NVLink and NVSwitch Topology

A pile of NVLink lanes does not by itself make a fabric. To get from "each GPU has 900 GB/s of NVLink" to "any GPU can talk to any other GPU at 900 GB/s", something has to switch the lanes. That something is the NVSwitch, and the way it is wired into the box is the difference between a bag of GPUs and a single shared-memory domain.

The crossbar inside the node

NVSwitch is a non-blocking crossbar ASIC. Inside an HGX H100 baseboard, four NVSwitches sit on the same PCB as the 8 GPUs. Every GPU's 18 NVLink lanes are split across the four switches: each GPU sends some lanes to each switch, and each switch terminates lanes from all 8 GPUs. The result is that no matter which GPU pair you pick, there is a path through the switch fabric that carries the full 900 GB/s of NVLink bandwidth without contention from any other pair.

This property is what "non-blocking" means in the topology sense. A non-blocking switch can carry every input port at full rate to every output port simultaneously, as long as no two inputs are trying to reach the same output. For an 8-GPU node, this means all 28 unordered GPU pairs (8 choose 2) can be communicating at full rate at the same time, with the switch silicon arbitrating the lane assignments. NVIDIA's spec sheet number, 7.2 TB/s aggregate fabric bandwidth, is just 8 GPUs x 900 GB/s, with the implicit promise that the switches can actually deliver that aggregate without internal blocking.

Why this changed how clusters are built

Before NVSwitch (the V100 generation and earlier), GPUs talked to each other through a partial NVLink mesh. Some GPU pairs had a direct link, some had two-hop paths through an intermediate GPU, and some had to go through PCIe. Bandwidth depended on which pair you picked. Frameworks had to be topology-aware at the per-link level to avoid the slow paths.

NVSwitch erased that. From the framework's perspective, every GPU pair inside an HGX node looks the same. A ring all-reduce does not care whether GPU 0 and GPU 7 are physically far apart on the baseboard; the ring can be ordered any way and hit the same bandwidth. Tensor parallelism does not need to know whether its 4-GPU group sits on switches 0-1 or switches 2-3. This regularity is why frameworks like NCCL can run a clean ring algorithm on a node and assume it is bandwidth-bound by NVLink, not by topology accidents.

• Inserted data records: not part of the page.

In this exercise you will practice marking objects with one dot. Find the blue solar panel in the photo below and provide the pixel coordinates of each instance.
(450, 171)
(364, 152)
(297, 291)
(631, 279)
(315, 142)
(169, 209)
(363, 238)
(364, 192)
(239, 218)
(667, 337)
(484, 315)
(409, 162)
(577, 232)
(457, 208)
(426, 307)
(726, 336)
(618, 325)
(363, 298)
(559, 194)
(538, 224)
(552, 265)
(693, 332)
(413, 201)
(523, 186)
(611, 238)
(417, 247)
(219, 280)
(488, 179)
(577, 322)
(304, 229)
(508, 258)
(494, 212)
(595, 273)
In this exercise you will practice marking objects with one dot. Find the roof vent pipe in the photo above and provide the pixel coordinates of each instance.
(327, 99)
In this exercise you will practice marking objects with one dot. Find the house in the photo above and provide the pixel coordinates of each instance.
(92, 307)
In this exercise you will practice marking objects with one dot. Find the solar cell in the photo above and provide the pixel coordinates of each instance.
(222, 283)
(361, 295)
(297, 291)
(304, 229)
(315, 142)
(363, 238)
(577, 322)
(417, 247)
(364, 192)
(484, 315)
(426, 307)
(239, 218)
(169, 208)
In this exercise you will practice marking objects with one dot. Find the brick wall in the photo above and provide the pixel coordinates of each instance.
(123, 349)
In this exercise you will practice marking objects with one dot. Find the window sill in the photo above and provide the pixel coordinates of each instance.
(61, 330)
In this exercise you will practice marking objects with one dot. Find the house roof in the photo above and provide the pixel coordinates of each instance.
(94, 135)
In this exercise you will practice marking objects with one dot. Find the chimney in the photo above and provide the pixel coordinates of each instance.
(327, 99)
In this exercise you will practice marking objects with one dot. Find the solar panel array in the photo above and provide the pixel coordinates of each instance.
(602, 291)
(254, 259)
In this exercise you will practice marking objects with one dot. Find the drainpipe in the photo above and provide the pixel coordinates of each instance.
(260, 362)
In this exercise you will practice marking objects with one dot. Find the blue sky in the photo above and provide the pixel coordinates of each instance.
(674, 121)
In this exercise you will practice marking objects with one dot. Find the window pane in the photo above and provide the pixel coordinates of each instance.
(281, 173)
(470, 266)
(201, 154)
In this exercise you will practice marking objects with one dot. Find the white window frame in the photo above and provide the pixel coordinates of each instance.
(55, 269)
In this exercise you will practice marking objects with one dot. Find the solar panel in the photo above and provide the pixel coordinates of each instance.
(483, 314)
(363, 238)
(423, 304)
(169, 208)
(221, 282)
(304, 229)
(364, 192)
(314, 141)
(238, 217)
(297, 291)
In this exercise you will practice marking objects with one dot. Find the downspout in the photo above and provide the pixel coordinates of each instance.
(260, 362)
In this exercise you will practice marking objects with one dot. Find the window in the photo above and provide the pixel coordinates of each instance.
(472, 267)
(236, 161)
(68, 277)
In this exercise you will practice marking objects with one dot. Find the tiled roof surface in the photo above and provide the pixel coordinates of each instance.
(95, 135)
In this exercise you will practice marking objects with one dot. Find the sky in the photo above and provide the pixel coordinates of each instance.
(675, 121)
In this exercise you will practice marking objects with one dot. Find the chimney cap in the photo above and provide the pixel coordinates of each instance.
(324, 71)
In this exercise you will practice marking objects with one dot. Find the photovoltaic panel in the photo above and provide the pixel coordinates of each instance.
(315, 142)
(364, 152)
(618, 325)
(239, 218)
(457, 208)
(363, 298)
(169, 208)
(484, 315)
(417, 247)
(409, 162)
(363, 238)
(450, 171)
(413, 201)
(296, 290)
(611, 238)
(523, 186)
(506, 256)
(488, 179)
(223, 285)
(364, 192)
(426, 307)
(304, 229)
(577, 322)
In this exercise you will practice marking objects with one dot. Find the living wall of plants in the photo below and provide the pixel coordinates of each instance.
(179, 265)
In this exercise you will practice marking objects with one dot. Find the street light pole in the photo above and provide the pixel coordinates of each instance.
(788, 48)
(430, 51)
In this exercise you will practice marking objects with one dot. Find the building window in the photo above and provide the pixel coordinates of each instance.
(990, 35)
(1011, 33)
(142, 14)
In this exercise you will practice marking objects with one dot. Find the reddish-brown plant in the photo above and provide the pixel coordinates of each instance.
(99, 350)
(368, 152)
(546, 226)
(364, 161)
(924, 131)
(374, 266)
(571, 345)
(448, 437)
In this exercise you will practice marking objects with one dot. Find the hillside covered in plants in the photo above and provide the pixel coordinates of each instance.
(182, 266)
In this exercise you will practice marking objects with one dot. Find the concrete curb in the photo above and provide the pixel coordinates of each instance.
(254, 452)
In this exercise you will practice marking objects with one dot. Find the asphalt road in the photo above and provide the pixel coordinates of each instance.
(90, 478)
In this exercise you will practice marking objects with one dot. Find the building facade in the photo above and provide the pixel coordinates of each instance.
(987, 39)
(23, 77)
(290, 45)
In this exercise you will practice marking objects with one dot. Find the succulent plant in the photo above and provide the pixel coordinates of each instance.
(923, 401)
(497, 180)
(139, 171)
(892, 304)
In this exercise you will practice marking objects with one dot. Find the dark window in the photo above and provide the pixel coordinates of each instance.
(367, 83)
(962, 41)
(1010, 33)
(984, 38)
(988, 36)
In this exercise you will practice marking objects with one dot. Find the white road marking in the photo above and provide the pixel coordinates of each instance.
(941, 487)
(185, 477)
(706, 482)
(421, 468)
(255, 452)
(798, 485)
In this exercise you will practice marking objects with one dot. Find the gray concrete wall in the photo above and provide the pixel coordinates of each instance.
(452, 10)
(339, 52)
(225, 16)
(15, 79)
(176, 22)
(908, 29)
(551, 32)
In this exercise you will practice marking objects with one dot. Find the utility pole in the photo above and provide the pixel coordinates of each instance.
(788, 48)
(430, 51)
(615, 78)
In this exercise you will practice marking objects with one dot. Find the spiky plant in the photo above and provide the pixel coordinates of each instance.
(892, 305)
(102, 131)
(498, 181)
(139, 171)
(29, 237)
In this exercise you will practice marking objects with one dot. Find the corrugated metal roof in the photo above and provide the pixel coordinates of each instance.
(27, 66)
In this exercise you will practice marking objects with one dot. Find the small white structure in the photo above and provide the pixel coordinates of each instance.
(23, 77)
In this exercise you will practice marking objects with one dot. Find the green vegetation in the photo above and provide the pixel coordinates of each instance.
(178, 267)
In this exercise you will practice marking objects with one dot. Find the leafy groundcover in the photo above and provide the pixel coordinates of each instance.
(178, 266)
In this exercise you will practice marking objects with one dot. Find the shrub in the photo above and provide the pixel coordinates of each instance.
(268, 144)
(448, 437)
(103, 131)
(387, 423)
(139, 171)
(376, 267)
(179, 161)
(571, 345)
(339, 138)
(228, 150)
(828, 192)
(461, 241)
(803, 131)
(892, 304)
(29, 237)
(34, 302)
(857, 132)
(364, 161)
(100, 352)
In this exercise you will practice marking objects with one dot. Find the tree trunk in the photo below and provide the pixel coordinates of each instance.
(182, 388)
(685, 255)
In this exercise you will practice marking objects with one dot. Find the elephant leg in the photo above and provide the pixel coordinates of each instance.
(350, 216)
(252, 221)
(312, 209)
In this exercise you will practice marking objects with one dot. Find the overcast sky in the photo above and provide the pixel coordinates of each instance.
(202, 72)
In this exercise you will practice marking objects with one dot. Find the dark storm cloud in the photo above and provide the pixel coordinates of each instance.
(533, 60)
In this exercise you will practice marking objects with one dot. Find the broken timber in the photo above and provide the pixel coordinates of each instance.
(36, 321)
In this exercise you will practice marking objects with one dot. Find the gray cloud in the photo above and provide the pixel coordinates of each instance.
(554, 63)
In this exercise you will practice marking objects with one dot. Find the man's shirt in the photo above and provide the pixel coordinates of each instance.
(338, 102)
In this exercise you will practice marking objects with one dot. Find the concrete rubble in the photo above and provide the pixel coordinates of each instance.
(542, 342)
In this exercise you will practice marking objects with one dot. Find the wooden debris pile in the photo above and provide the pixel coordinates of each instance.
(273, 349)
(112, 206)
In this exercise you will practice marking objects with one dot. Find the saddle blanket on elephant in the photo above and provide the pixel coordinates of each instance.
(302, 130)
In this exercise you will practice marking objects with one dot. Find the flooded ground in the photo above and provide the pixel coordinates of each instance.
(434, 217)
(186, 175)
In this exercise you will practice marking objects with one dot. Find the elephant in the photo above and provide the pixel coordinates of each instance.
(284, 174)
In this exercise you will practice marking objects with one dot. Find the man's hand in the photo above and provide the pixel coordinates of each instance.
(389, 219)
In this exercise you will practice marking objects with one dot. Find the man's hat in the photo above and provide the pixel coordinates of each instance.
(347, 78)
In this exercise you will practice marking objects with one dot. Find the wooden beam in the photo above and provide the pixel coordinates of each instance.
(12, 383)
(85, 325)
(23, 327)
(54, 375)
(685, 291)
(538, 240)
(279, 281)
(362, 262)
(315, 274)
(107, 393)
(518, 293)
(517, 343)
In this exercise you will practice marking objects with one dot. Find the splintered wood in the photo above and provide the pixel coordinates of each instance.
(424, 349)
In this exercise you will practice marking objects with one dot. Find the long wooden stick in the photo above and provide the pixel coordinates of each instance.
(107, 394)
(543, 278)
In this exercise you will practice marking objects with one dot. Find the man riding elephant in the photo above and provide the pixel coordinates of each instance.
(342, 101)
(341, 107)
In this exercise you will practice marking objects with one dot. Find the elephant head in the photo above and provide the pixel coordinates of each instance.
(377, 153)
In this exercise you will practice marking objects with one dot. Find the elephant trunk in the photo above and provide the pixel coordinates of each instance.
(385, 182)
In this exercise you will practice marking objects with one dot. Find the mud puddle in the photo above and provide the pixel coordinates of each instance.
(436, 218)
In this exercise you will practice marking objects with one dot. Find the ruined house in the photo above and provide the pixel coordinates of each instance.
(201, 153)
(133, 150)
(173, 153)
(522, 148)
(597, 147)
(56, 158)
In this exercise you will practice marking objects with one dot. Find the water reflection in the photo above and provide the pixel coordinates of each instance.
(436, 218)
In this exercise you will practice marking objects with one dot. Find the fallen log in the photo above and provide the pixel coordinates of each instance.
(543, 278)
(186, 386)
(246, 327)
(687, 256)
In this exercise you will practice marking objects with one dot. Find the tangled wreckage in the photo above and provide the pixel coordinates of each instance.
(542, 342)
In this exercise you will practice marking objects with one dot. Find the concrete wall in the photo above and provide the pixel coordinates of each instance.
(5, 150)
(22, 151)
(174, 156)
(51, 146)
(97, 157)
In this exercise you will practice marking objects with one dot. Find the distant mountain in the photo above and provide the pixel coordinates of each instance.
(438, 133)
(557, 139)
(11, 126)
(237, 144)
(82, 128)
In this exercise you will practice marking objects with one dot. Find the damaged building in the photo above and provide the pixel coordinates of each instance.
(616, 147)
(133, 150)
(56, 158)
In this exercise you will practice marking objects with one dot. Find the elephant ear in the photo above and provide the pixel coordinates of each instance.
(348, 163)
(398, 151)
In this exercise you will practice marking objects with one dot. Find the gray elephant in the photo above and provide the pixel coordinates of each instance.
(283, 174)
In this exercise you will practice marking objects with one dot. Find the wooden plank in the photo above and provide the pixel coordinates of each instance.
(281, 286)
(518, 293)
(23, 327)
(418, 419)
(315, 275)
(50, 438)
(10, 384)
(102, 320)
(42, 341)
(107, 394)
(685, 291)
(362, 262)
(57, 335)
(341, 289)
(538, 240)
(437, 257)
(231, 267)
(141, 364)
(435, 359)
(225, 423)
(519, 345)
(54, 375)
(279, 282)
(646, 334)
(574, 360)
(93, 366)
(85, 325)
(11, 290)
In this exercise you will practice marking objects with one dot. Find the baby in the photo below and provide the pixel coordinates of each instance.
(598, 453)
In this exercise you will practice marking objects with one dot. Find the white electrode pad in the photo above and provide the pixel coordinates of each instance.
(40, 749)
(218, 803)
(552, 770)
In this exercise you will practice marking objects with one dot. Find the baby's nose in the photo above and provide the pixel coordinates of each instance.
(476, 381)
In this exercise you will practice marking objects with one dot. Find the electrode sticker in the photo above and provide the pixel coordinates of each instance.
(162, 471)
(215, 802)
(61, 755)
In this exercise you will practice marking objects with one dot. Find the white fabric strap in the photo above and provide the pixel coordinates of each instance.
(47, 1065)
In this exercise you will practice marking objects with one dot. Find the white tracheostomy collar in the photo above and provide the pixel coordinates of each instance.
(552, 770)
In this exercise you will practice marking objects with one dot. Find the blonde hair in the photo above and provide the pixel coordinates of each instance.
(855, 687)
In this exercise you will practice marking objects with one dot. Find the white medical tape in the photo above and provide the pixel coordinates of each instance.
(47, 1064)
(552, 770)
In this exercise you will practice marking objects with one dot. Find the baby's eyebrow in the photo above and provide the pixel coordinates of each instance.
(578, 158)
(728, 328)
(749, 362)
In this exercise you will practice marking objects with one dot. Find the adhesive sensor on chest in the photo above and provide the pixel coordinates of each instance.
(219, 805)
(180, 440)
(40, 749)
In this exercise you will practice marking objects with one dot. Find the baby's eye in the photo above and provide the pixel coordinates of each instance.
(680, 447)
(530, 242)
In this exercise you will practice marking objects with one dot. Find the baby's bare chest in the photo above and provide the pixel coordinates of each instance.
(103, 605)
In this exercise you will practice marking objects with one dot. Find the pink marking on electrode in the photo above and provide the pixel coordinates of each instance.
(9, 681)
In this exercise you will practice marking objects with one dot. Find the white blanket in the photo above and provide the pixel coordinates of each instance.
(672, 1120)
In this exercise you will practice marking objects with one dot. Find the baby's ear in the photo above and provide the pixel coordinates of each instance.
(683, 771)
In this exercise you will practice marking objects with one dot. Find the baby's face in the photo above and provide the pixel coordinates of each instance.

What scales beyond a single node

A single HGX H100 stops at 8 GPUs. To make a bigger NVLink domain, you need to push NVSwitch outside the box and across multiple boxes. NVIDIA's first-generation external NVSwitch (the H100-era SuperPod with NVLink Switch System) extended the domain to 256 GPUs by treating multiple NVSwitches as a multi-stage Clos network and routing NVLink packets across rack boundaries. The B200 generation pushes this further into the NVL72 configuration, where the entire rack (72 GPUs across 18 compute trays + 9 NVSwitch trays) is a single NVLink domain.

The topology trick stays the same as inside a single HGX node: at every layer, every input port has a non-blocking path to every output port. The wires get longer, the latency gets larger by a few microseconds, but the abstraction holds: any GPU sees any other GPU at NVLink rate, with the only cost being a slightly larger alpha in the latency-bandwidth model.

What this means in practice

• For collectives that fit inside one node, NVSwitch makes algorithm choice (ring vs tree, see NCCL ring vs tree) the only thing that matters. Topology accidents do not exist inside the node.
• Tensor parallelism groups should fit inside one NVSwitch domain. A TP=8 group on H100 lives inside one HGX node and runs at 7.2 TB/s aggregate. A TP=8 group split across two HGX nodes drops to InfiniBand bandwidth, which is roughly 18x slower than NVLink. This is the placement rule that topology-aware placement enforces.
• The H100-era external NVLink Switch System (256-GPU domains) and the B200-era NVL72 (72 in one rack) are both attempts to push the "any-to-any" abstraction further out. They cost more per GPU, but they change which parallelism strategies are tractable.
• When debugging an unexpectedly slow all-reduce, the question to ask first is whether the GPUs are inside the same NVSwitch domain. If not, the bandwidth ceiling is set by the next tier (IB), not by NCCL.

NVSwitch is the reason "8 H100s" is a single number on a spec sheet rather than a topology you have to solve for.